A practical tour of Git, from your first commit to the commands you reach for when something has gone sideways.

Who This Is For

  • Developers who use Git daily but want a mental model stronger than "git push, hope for the best"
  • Engineers who have lost work to a bad merge or rebase and want to know how to recover
  • Anyone ready to stop copy-pasting git commands and start understanding what they do

Contents

Fundamentals

  1. Introduction: What git is, the commit graph, install, your first repository
  2. Basics: add, commit, status, diff, log, and the staging area

Core Concepts

  1. Branches: branch, switch, merge (fast-forward and three-way)
  2. Remotes: remote, fetch, pull, push, tracking branches
  3. History: log options, show, blame, bisect, searching commits

Advanced

  1. Rebase: rebase, interactive rebase, squashing, reordering
  2. Conflicts: merge and rebase conflicts, resolution, rerere
  3. Rewriting History: amend, reset, revert, reflog, recovery
  4. Internals: objects (blob, tree, commit, tag), refs, the .git directory

Ecosystem

  1. Workflows: trunk-based, git flow, PRs, feature branches
  2. Tooling: hooks, submodules, worktrees, aliases, configuration, LFS

Mastery

  1. Best Practices: commit messages, branching conventions, recovery patterns, anti-patterns

How to Use This Tutorial

  1. Read sequentially for a complete learning path
  2. Type out the commands. Don't just read them
  3. Have a throwaway repo open. Break it on purpose. The reflog has your back

Quick Reference

Essential Commands

# Start or join a repo
git init
git clone git@github.com:user/repo.git

# The daily loop
git status
git add path/to/file
git commit -m "short message"
git log --oneline --graph

# Move between branches
git switch main
git switch -c feature/new-thing

# Sync with a remote
git fetch
git pull --rebase
git push

# Undo things
git restore path/to/file          # discard unstaged changes
git restore --staged path/to/file # unstage
git reset --soft HEAD~1           # undo last commit, keep changes staged
git revert <sha>                   # new commit that undoes another
git reflog                         # the safety net

Your First Repository

mkdir notes && cd notes
git init
echo "# Notes" > README.md
git add README.md
git commit -m "first commit"
git log

Common Patterns

# Rebase a feature branch onto the latest main
git switch feature/login
git fetch origin
git rebase origin/main

# Squash the last three commits
git rebase -i HEAD~3

# Amend the last commit (message or files)
git commit --amend

# Recover a branch you thought you lost
git reflog
git switch -c rescued <sha-from-reflog>

# Pull latest and rebase your local work on top
git pull --rebase

Learning Path Suggestions

Day-to-day fluency (roughly 6 hours)

  1. Chapters 01 to 05 for the flow you use every day
  2. Chapter 08 for undo and recovery
  3. Chapter 12 for conventions

Getting good at rebase (roughly 3 hours)

  1. Chapter 06 for rebase, 07 for conflicts
  2. Chapter 08 for the safety net (reflog, reset)
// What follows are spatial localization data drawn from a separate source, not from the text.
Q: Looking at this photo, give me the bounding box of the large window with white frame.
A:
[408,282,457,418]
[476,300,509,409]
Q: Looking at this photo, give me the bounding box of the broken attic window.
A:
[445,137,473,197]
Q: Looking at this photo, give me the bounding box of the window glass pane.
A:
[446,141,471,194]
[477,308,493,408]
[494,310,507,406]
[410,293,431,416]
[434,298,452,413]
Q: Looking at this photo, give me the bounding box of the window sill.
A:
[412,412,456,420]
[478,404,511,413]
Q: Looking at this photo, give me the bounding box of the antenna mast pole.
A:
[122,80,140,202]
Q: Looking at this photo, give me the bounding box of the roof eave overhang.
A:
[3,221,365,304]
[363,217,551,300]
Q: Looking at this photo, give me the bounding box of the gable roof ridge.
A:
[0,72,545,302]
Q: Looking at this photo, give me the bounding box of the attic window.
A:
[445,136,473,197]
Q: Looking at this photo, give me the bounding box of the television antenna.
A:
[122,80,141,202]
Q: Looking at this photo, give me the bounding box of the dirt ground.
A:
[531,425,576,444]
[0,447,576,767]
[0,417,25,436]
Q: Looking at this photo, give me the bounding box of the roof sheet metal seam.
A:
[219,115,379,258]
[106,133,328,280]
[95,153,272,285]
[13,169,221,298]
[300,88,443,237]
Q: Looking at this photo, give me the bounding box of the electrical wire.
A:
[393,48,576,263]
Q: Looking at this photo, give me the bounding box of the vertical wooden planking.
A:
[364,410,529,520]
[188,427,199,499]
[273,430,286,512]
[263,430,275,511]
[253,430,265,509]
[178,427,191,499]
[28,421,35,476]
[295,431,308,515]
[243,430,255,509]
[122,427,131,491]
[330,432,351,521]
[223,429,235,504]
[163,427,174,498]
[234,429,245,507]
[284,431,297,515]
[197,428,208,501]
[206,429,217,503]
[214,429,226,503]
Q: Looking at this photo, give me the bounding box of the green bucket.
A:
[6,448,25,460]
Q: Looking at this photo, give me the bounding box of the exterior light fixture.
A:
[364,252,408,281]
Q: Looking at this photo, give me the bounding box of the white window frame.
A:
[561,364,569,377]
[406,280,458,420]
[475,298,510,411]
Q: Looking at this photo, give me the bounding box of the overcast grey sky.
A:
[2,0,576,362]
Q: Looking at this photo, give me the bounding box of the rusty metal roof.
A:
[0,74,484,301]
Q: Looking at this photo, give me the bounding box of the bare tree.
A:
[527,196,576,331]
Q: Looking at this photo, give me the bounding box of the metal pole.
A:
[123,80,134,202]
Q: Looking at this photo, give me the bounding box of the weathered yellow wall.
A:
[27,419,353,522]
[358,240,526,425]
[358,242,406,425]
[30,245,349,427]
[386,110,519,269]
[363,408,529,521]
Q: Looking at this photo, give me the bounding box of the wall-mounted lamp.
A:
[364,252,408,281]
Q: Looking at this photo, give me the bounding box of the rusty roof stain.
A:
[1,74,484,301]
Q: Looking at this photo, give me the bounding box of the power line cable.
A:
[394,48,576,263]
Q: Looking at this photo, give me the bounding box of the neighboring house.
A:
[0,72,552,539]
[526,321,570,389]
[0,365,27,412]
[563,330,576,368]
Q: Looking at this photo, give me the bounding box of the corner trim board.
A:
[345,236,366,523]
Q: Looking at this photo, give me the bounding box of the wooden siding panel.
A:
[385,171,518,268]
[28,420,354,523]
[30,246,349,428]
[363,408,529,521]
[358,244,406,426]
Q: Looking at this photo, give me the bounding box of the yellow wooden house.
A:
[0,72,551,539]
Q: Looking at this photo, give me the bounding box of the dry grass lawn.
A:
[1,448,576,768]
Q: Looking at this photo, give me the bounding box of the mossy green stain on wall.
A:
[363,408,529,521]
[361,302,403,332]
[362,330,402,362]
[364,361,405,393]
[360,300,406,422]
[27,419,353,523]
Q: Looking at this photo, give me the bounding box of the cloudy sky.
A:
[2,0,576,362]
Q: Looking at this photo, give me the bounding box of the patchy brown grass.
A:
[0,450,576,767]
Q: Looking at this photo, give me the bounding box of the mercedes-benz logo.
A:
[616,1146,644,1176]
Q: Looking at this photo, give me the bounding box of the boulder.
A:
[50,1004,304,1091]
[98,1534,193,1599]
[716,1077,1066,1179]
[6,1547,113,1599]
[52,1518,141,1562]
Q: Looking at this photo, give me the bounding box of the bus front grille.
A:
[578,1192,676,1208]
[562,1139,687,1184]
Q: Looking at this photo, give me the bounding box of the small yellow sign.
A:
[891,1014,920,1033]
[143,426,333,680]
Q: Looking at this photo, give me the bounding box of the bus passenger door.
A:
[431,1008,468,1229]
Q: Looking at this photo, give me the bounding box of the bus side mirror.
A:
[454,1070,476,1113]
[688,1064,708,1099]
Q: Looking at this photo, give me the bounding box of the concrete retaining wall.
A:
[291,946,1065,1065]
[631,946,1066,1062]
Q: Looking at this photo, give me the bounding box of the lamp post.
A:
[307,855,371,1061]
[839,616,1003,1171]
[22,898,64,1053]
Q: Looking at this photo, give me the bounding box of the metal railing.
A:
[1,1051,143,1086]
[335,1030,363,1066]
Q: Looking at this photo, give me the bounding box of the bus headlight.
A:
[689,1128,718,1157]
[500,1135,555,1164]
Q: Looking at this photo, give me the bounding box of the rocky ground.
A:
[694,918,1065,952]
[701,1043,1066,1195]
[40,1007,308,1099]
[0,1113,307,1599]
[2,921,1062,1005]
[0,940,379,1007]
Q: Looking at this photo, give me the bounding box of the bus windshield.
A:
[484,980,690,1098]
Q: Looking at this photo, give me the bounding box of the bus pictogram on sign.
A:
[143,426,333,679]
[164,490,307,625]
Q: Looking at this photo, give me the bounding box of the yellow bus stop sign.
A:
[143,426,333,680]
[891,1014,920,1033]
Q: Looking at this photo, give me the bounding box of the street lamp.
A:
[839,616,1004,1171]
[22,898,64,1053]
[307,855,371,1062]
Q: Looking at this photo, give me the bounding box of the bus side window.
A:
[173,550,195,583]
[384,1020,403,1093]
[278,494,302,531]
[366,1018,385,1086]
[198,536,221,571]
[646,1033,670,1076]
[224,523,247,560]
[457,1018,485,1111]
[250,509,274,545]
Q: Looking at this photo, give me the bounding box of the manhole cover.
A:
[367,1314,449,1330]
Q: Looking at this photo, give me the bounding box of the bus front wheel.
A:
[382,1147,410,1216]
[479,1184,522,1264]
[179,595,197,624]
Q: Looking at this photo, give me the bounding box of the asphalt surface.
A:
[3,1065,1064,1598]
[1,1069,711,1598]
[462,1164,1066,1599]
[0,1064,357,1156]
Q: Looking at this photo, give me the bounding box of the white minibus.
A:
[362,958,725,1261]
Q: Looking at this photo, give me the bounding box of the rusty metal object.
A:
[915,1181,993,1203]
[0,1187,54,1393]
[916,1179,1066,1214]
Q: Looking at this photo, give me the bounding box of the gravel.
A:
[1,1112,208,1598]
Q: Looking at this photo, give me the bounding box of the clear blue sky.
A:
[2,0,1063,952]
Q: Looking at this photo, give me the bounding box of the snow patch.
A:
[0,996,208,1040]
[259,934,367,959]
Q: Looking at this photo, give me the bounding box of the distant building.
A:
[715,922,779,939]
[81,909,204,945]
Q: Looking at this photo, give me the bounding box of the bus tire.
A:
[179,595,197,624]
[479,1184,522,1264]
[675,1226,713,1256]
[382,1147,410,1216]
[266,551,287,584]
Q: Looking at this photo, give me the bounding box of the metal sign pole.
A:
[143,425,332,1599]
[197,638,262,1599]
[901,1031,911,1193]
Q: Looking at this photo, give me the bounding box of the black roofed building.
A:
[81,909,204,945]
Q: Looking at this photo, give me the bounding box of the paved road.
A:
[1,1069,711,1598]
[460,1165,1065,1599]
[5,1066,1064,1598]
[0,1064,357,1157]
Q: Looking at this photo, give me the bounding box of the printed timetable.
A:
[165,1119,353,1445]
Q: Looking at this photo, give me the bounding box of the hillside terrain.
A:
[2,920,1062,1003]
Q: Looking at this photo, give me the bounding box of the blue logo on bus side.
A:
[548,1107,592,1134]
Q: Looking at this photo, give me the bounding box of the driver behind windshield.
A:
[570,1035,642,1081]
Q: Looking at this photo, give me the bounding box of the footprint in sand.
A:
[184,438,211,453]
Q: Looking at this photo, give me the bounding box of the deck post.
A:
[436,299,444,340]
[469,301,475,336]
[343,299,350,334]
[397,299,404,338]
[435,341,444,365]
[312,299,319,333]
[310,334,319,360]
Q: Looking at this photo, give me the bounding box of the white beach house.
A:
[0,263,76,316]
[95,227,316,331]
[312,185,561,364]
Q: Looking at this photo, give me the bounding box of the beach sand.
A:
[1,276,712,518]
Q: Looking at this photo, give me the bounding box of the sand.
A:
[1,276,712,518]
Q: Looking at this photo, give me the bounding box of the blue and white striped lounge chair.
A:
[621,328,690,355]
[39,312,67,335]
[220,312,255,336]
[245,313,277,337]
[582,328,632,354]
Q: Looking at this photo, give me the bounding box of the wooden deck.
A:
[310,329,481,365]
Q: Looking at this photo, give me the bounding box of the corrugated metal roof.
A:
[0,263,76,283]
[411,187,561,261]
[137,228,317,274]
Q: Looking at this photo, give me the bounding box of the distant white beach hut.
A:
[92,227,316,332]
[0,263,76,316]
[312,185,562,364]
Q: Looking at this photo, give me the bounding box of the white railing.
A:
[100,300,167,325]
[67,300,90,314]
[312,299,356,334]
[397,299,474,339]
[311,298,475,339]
Understanding git (roughly 4 hours)

  1. Chapter 09 for internals
  2. Chapter 08 to see how the commands map to object manipulation
  3. Chapter 06 with the internals in mind

Additional Resources

Git Version

This tutorial is written for Git 2.40+ and uses modern commands (switch, restore) where older material might use checkout. Most examples work on Git 2.23+.